Der Mann sei zusammen mit seiner 52-jährigen Lebensgefährtin am Freitagabend bei starkem Wellengang zum Schwimmen an einem unbewachten Strandabschnitt auf Usedom ins Wasser gegangen. Doch nach einiger Zeit verließen die beiden ihre Kräfte, sie schafften es nicht mehr, zurück ans Ufer zu schwimmen.
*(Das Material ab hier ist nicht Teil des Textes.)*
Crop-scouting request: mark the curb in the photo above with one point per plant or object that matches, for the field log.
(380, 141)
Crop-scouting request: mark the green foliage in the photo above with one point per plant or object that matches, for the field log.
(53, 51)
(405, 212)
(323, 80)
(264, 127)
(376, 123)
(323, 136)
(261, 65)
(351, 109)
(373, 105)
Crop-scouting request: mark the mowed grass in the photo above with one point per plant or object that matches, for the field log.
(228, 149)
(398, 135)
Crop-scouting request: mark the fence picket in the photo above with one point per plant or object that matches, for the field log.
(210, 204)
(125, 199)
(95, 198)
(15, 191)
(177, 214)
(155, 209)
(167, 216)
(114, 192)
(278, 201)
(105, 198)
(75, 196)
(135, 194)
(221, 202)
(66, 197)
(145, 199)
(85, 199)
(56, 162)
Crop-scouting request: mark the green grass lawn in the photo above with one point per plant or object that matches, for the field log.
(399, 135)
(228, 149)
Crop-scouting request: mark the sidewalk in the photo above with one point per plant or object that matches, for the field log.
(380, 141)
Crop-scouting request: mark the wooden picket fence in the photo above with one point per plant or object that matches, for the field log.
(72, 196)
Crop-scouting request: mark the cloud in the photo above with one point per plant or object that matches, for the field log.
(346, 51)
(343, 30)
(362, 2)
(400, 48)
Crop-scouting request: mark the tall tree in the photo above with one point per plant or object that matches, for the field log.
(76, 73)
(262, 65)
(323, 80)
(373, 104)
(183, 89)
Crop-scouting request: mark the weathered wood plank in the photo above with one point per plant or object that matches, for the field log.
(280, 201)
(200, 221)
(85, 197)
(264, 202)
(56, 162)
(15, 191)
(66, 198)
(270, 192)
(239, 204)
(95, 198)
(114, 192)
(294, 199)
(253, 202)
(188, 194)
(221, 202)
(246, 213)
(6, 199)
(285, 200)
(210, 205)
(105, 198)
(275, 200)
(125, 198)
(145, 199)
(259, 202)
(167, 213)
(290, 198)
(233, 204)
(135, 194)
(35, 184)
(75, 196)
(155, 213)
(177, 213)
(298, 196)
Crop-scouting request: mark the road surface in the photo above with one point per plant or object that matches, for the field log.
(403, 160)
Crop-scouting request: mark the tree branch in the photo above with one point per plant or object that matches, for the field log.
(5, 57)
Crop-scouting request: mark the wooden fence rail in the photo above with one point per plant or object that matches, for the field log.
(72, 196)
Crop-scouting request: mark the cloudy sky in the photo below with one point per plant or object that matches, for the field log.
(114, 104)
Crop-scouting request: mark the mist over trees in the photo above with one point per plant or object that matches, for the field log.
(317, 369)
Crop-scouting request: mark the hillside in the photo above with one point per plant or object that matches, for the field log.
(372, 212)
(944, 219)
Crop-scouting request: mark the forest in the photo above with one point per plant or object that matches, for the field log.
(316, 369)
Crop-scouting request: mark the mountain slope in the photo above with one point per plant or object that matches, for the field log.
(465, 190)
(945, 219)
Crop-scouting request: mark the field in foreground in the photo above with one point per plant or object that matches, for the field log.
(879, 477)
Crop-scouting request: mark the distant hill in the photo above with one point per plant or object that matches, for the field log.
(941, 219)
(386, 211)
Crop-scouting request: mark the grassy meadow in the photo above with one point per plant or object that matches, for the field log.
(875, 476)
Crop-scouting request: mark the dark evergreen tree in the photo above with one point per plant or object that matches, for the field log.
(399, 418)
Urlauber am Strand holt Rettungsschwimmer zu Hilfe

Ein Urlauber am Strand in der Nähe des Ostseebades Bansin bemerkte die verzweifelten Versuche. Er sei zum nächsten Rettungsturm gerannt und habe die Rettungsschwimmer zu Hilfe geholt, berichtet die Polizei. Diese sprangen direkt ins Wasser und konnten die Frau lebend aus der Ostsee retten.

Doch für den 51-Jährigen war es zu spät: Er konnte nur noch leblos aus dem Wasser gezogen werden, auch ein Notarzt konnte ihn nicht mehr reanimieren.

Bereits mehr als 280 Badetote in Deutschland

In diesem Jahr sind in Deutschland bereits mehr als 280 Menschen beim Baden ertrunken. Das ist schon jetzt mehr als im gesamten Jahr 2017. Grund dafür ist die lange Hitzeperiode, die vergleichsweise viele Menschen zur Abkühlung in Flüsse, Seen und ins Meer lockt.

Die meisten tödlichen Unfälle ereigneten sich an unbewachten Badestellen. Die DLRG fordert daher Länder, Kommunen und Badbetreiber auf, für mehr Sicherheit zu sorgen. Ein Badeverbotsschild reiche nicht aus.